Wednesday, November 3, 2010
Here's an op-ed I wrote for the Orange County Register in 2007. Since more and more parents are being asked to vaccinate their children with this vaccine, I thought it appropriate to revisit the topic.
In today's America - a country seemingly driven more by its desire for health care than for health itself - an idea has taken hold that every child should receive whatever vaccine that medical science can conjure up. Seemingly unimportant is whether our children are at risk for developing any of the diseases against which the corresponding vaccines promise protection.
The latest of these "necessary" vaccines is Gardasil. Produced by Merck, it is said to prevent HPV, a viral infection spread by sexual contact and the cause each year of approximately 10,500 cervical cancer cases, and 3,500 deaths.
We're told Gardasil, to be effective, must be administered before sexual activity commences - hence the desire to start vaccinating girls at ages 11 and 12.
The millions spent by Merck on marketers and lobbyists convinced the states of Texas and Virginia to require this vaccine as a prerequisite for attending public schools. California, like at least 18 other states, has seen a similar proposal. A bill linking HPV vaccination and public school admittance has been revived by its author and is scheduled for a hearing today in the Assembly Health Committee.
But unlike other mandatory vaccination measures, this one has encountered resistance. Many Americans, particularly Christian social conservatives, are concerned that requiring the vaccination of 11- and 12-year-old girls against a sexually transmitted disease sends the wrong message to our youth.

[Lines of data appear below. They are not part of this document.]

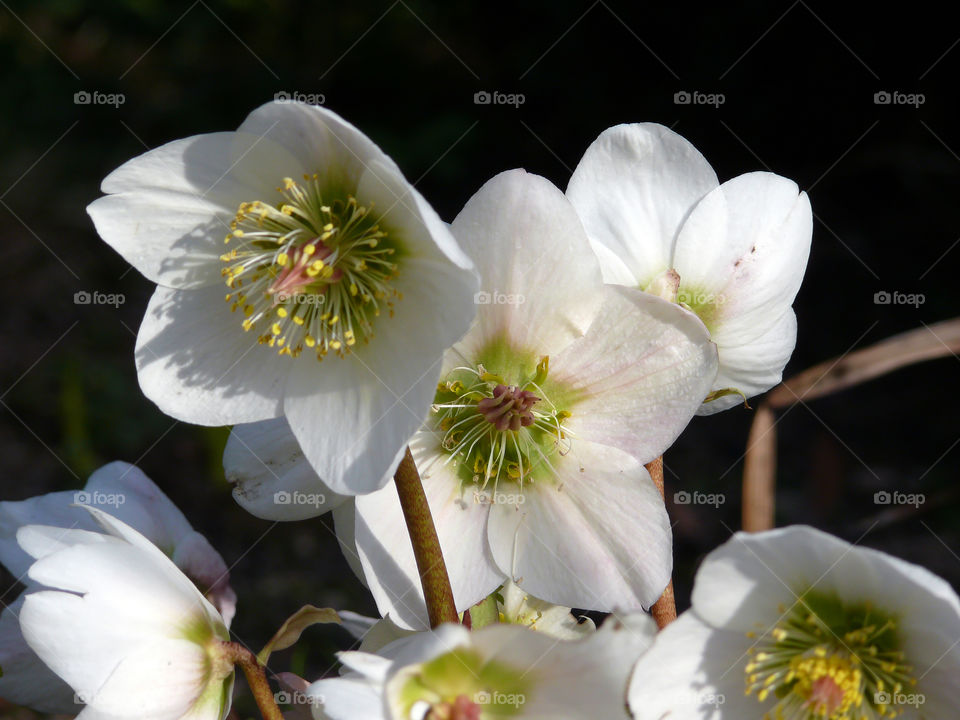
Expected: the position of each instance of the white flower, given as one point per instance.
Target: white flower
(554, 620)
(123, 626)
(654, 210)
(329, 253)
(495, 672)
(514, 606)
(602, 380)
(272, 478)
(795, 623)
(532, 461)
(132, 498)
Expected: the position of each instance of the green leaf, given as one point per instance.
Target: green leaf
(293, 627)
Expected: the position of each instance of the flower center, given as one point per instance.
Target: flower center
(829, 661)
(310, 271)
(496, 430)
(458, 685)
(462, 708)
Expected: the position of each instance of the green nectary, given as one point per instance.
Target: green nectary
(472, 403)
(830, 660)
(461, 680)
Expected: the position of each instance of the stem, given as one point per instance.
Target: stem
(426, 545)
(664, 610)
(485, 612)
(256, 678)
(760, 472)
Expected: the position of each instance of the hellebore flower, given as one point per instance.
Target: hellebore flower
(496, 672)
(735, 253)
(134, 499)
(548, 408)
(121, 625)
(322, 251)
(795, 623)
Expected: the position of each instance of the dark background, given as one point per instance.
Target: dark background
(798, 82)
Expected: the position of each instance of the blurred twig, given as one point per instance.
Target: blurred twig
(760, 463)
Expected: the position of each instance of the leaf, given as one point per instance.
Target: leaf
(293, 627)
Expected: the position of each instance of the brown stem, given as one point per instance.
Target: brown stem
(664, 610)
(760, 472)
(256, 678)
(426, 544)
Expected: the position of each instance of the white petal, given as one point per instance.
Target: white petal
(203, 565)
(643, 368)
(344, 523)
(158, 679)
(747, 243)
(272, 478)
(353, 417)
(121, 488)
(50, 509)
(569, 680)
(26, 679)
(744, 580)
(423, 646)
(755, 366)
(118, 578)
(198, 365)
(633, 188)
(318, 137)
(169, 209)
(575, 543)
(538, 276)
(139, 503)
(39, 541)
(693, 672)
(387, 555)
(425, 236)
(742, 583)
(347, 699)
(371, 666)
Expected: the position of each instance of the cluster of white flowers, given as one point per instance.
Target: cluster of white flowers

This rationale I neither endorse nor oppose. My objections are of a different nature. I do, however, believe the religious community's resistance has been helpful to Merck and its government allies. Here's why.
Since, as we'll see, it's difficult to build a logical case for this vaccine because of the preventable nature of cervical cancer, an appeal based on emotion is needed. And how better to stir up more emotion than what could be marketed as a struggle against narrow-minded Christian conservatives whose irrational fears about sex were putting women's lives at risk? Throw in the word cancer, and you have a perfect emotion-based marketing strategy and one that seems to make facts and logic unnecessary.
But facts and logic are always necessary, and, in this case, they speak loudly against the vaccine. Here's what they have to say:
Cervical cancer is nearly 100 percent preventable. Ninety percent of those contracting the disease have not had a pap smear in the previous five years. Smoking increases risk by 200 percent.
Finally, the salvation promised by vaccination does not come without a price. Short-term risks associated with Gardasil include nausea, dizziness, pain, diarrhea and vomiting. The vaccine's long-term health effects remain largely unknown because it has been approved for use for less than a year.
If we mandate this new HPV vaccine - rewarding Merck with a billion-dollar windfall - we'll undoubtedly be subsequently deluged with other new vaccines, each accompanied by a new and unique set of risks to our children in exchange for, as in the case of the HPV vaccine, little to no benefit. We might see a replay of the thimerisol fiasco of the 1990s, when many children were, because of mandatory vaccinations containing that preservative, exposed to levels of mercury exceeding EPA guidelines by 70 to 125 times.
I believe most parents would, based on the aforementioned evidence, choose not to have their children injected with Gardasil. Regrettably, under a statewide mandate, these parents would not be offered a choice.
"But there's an opt-out provision," say the politicians. "No one has to get this vaccine if they don't want it."
Unfortunately, most parents are, based on the number of times I was told "You know, your kid can't get into school without shots," unaware of these provisions, making them meaningless.
Mandatory vaccination with Gardasil is simply a bad idea. Parents must be given real choices, not manipulated into making ones chosen by politicians and drug companies. As for me, the choice is simple. My daughter will be, to paraphrase a certain ad campaign sweeping the state's airwaves, "one less."
One less unnecessary vaccine recipient. And my hope is that California will be one less. One less state swept up in the hysteria of indiscriminate vaccination.